Worst practices in channel management gets started when these factors begin surfacing, and get perpetuated by a perspective of companies thinking they can buy their way out of these problems. In fact spending just forestalls the pain:
- “One and done” mentality about lead management, order capture and service. I’ve seen high tech manufacturers in industries known from cut-throat pricing let their managers, directors and even VPs sit behind their desks all day right after putting a channel management system in place. Sure, the sales force was worked with to begin with to get their feedback – but now that the system is in and launched – these organizations tend to breathe a collective sigh of relief and settle back in their comfort zones which often includes ignoring rather than serving Sales. So organizational life goes on before – except there is now a $1M plus system in place for serving the channel and the sales force – and the people who were so passionate about it are now on to another project, or worse, their work lives before the system went in. Nothing changed really; there is a “done” mentality pervading these manufacturers, and while usage rates hover less than 30% or less no one has the time or economic incentive (read bonuses) to make things changes for the better.

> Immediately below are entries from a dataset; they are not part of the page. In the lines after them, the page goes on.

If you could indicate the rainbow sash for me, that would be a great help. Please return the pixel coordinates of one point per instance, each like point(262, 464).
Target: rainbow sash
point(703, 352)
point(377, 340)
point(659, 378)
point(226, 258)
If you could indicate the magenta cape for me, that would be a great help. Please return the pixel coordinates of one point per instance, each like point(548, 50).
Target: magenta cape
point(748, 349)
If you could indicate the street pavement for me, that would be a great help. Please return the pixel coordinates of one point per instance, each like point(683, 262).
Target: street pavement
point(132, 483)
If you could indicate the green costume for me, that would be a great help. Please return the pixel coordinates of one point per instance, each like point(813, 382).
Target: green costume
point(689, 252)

- “The Sales Number You Called Has Been Disconnected…” Ironically the manufacturers who do have initial success with channel strategies take their best managers, directors and VPs turn them into firefighters first, long-term business process owners second. A top director at one manufacturer spearheaded a successful pricing program for indirect channels that included streamlining special pricing requests. The system had major integration challenges with SAP and Oracle ERP instances, and this high achieving Director worked diligently with channel management, system integration and IT managers to solve the problem – and the result was a system that ran flawless. The trouble was that this Marketing Director was so strong at organizing the system; time spent staying in touch with Sales suffered. The result: the most effective Director in the company lost touch with Sales’ needs.

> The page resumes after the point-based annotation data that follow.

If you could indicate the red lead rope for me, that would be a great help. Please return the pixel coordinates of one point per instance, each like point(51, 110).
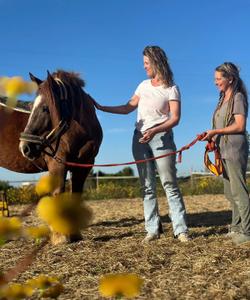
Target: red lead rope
point(198, 138)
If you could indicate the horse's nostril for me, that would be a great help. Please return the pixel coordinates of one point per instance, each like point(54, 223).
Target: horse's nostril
point(26, 150)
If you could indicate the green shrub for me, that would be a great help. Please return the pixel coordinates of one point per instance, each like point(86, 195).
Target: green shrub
point(22, 195)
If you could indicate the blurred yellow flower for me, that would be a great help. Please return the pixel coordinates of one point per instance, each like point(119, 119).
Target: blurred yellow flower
point(65, 213)
point(120, 285)
point(47, 184)
point(37, 232)
point(42, 282)
point(16, 291)
point(14, 86)
point(53, 291)
point(9, 227)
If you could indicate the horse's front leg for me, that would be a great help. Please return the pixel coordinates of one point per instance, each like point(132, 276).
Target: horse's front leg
point(59, 172)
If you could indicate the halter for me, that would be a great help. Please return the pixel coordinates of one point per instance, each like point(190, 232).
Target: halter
point(217, 167)
point(56, 133)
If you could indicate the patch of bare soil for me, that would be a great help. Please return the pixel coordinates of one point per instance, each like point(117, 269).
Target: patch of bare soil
point(207, 267)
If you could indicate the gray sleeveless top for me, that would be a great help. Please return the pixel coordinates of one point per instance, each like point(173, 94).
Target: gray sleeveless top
point(235, 146)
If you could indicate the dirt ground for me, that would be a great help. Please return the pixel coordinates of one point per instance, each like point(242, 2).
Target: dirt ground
point(207, 267)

- Lack of integration expertise. With the pipeline for channel management deals slowing down at the beginning of this year there is a tendency of most struggling channel management vendors overstating their ability to handle integration. Don’t just check the references vendors you’re qualifying give you; go find the references they don’t want you to know about – their failures will teach you much more than their successes. One manufacturer recently did this and found that error messages – while promised to be in customers’ specific format – weren’t in over a year. That bumped the vendor down three levels in the short list.
- Beware of vendors waiting for the M & A Train. I’ll go out on a limb here and predict that there are going to be easily over forty different mergers and acquisitions throughout all of enterprise software, and at least three that will re-align CRM overall and channel management specifically.
- Channel Strategies Must Rock The W2s Of Users. When it’s all said and done, one VP of Sales just nailed it with the comment “So what will these channel strategies do to my W2?” The combination of streamlining manual processes and automating them to make more sales happen must reverberate and rock the W2s of the sales people that depend on them. You may argue that channel strategies are just giving sales, operations and service the tools to do what they are already paid to do – but anyone involved with sales, marketing and channels is dollar driven – and W2s are how these people keep score. Want to win with your channel strategies? Then rock the W2s of the channel members you serve. That is critical.
Bottom Line: This year there is going to be more manufacturers becoming channel driven than ever before. In previous years the U.S. Department of Commerce has said that 70% of all revenue in distribution will come from indirect channels. That has held constant in the last three years, and more manufacturers have failed than succeeded trying to tap into that potential revenue stream. Consider why companies have failed and plan accordingly, but be sure to always ask “How does this grow the W2s of the people who will use this system every day?” and then you can sell with confidence to the most deal-savvy of Sales VPs out there.